By the time Eldest was talking he not only knew all the primary colors he knew shades like cyan, fuchsia, and mint green because I kept up a running monologue when I did the laundry.
"This is a fuchsia washcloth, fuchsia is a shade of pink. Pink is a lighter shade of Red. You mix Red & White to make Pink. You use washcloths to wash your face." Who knew he listened.
As homeschoolers, I believe our children are less likely to be negatively impacted by a limited amount of television-watching simply because they are getting way more one-on-one or very small group interaction time. Most kids spend 30+ hours per week in a large-group setting, much of which is passive listening to a teacher lecturing. So if one adds another 10 hours of TV-watching, that really takes away from their opportunities for parental interaction. For us homeschoolers, it's not so much of a problem.

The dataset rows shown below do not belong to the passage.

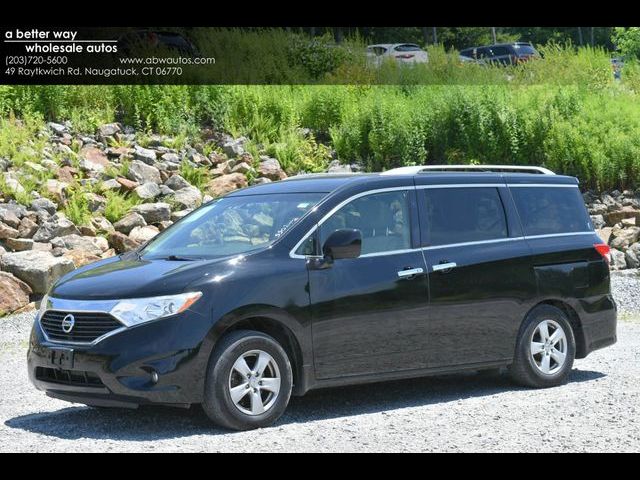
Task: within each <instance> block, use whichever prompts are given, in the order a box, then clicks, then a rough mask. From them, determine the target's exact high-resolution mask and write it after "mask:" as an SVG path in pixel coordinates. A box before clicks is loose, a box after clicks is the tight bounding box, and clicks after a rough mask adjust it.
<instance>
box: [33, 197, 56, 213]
mask: <svg viewBox="0 0 640 480" xmlns="http://www.w3.org/2000/svg"><path fill="white" fill-rule="evenodd" d="M29 208H30V209H31V210H33V211H34V212H40V211H42V210H44V211H45V212H47V213H48V214H49V215H55V213H56V211H57V210H58V206H57V205H56V204H55V203H53V202H52V201H51V200H49V199H48V198H44V197H43V198H36V199H35V200H34V201H32V202H31V206H30V207H29Z"/></svg>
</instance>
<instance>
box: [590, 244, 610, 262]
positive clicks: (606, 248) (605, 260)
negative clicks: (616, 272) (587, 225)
mask: <svg viewBox="0 0 640 480" xmlns="http://www.w3.org/2000/svg"><path fill="white" fill-rule="evenodd" d="M593 248H595V249H596V251H597V252H598V253H599V254H600V255H601V256H602V258H604V259H605V261H606V262H607V264H610V263H611V247H610V246H609V245H607V244H606V243H595V244H594V245H593Z"/></svg>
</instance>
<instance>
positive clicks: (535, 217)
mask: <svg viewBox="0 0 640 480" xmlns="http://www.w3.org/2000/svg"><path fill="white" fill-rule="evenodd" d="M511 193H512V195H513V199H514V200H515V202H516V207H517V209H518V213H519V214H520V219H521V220H522V226H523V228H524V234H525V235H548V234H555V233H571V232H585V231H591V230H593V227H592V225H591V221H590V219H589V215H588V214H587V210H586V207H585V206H584V201H583V200H582V195H580V191H579V190H578V189H577V188H573V187H571V188H563V187H517V188H516V187H512V188H511Z"/></svg>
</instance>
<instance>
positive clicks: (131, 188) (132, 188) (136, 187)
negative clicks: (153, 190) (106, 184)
mask: <svg viewBox="0 0 640 480" xmlns="http://www.w3.org/2000/svg"><path fill="white" fill-rule="evenodd" d="M116 182H118V185H120V186H121V187H122V188H124V189H125V190H126V191H128V192H131V191H133V190H135V189H136V188H138V186H140V184H139V183H138V182H134V181H133V180H129V179H128V178H124V177H118V178H116Z"/></svg>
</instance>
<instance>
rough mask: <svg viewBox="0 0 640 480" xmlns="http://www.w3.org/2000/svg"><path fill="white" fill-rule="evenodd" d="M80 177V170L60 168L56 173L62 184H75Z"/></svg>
mask: <svg viewBox="0 0 640 480" xmlns="http://www.w3.org/2000/svg"><path fill="white" fill-rule="evenodd" d="M77 176H78V170H77V169H75V168H73V167H60V168H59V169H58V171H57V172H56V177H57V178H58V180H60V181H61V182H65V183H73V182H74V180H75V178H76V177H77Z"/></svg>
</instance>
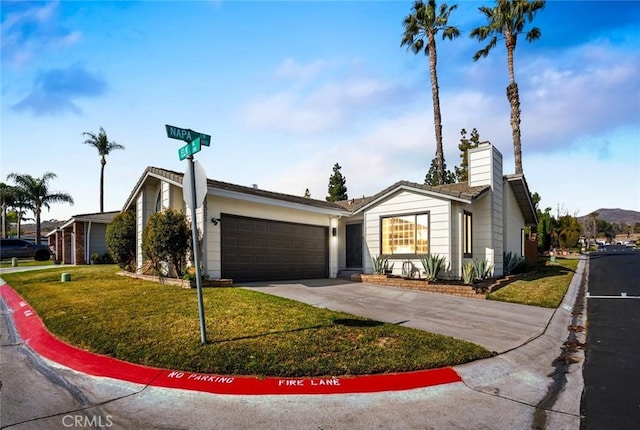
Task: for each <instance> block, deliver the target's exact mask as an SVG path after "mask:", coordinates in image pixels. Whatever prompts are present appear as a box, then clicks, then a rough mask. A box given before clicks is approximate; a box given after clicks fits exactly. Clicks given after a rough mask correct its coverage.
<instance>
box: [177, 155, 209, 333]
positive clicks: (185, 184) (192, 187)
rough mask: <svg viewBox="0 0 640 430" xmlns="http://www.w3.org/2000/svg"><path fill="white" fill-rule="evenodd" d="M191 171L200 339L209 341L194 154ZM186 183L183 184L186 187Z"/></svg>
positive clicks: (193, 238)
mask: <svg viewBox="0 0 640 430" xmlns="http://www.w3.org/2000/svg"><path fill="white" fill-rule="evenodd" d="M187 162H188V164H189V172H190V173H191V184H189V186H190V187H191V204H190V205H189V206H191V232H192V238H193V264H195V266H196V290H197V291H198V314H199V316H200V340H201V342H202V344H203V345H204V344H206V343H207V332H206V328H205V324H204V304H203V301H202V279H201V277H200V252H199V246H198V223H197V222H196V175H195V172H194V168H193V163H194V160H193V155H189V156H188V157H187ZM185 185H186V184H182V186H183V187H184V186H185Z"/></svg>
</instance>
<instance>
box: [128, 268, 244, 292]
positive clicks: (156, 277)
mask: <svg viewBox="0 0 640 430" xmlns="http://www.w3.org/2000/svg"><path fill="white" fill-rule="evenodd" d="M118 274H119V275H124V276H129V277H131V278H137V279H144V280H145V281H152V282H158V283H160V284H167V285H177V286H179V287H182V288H196V281H195V280H189V279H178V278H166V277H163V276H154V275H143V274H140V273H131V272H124V271H123V272H118ZM202 287H203V288H221V287H233V279H203V280H202Z"/></svg>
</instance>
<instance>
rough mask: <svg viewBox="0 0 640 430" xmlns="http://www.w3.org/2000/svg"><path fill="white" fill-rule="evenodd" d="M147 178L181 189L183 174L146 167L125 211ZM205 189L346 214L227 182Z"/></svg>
mask: <svg viewBox="0 0 640 430" xmlns="http://www.w3.org/2000/svg"><path fill="white" fill-rule="evenodd" d="M148 176H152V177H157V178H162V179H165V180H168V181H170V182H173V183H174V184H175V185H177V186H180V187H182V178H183V176H184V173H179V172H174V171H172V170H166V169H161V168H159V167H153V166H149V167H147V168H146V169H145V171H144V172H143V174H142V176H141V177H140V179H139V180H138V183H137V184H136V186H135V187H134V188H133V190H132V191H131V194H129V197H128V198H127V201H126V203H125V206H124V209H126V208H127V207H128V206H129V205H130V204H131V201H132V199H133V197H134V196H135V195H136V194H137V193H138V191H139V189H140V187H141V186H142V184H143V183H144V181H145V179H146V178H147V177H148ZM207 188H209V190H216V191H218V194H226V195H229V194H244V195H250V196H255V197H258V198H265V199H271V200H278V201H283V202H288V203H293V204H298V205H303V206H309V207H314V208H318V209H322V210H328V211H336V212H338V213H343V214H344V213H346V211H345V208H344V207H343V206H342V205H340V204H338V203H334V202H328V201H326V200H316V199H311V198H307V197H303V196H294V195H291V194H284V193H278V192H274V191H267V190H263V189H260V188H255V187H247V186H243V185H236V184H231V183H228V182H222V181H217V180H214V179H208V178H207Z"/></svg>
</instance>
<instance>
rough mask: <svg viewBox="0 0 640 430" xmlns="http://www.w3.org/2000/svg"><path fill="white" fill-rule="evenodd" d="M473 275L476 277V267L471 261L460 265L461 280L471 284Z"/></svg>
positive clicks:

Besides, if you're like me, you're watching alongside the kids while you're matching socks or paying bills or whatever. That way, you are able to discuss the program afterwards & they're not just vegging out in front of the tube, KWIM?
>Besides, if you're like me, you're watching alongside the kids while you're matching socks or paying bills or whatever.
That's a good idea. My children talk a lot about the what they are watching, but I don't watch with them as much as I could.
>"This is a fuchsia washcloth, fuchsia is a shade of pink. Pink is a lighter shade of Red. You mix Red & White to make Pink. You use washcloths to wash your face." Who knew he listened.
My next door neighbor did that with her kids. I would walk with her while we pushed our babies in the strollers. She was a nonstop dialogue. Normally, when I would push the baby in the stroller, it was my quiet time and I didn't have the energy to talk.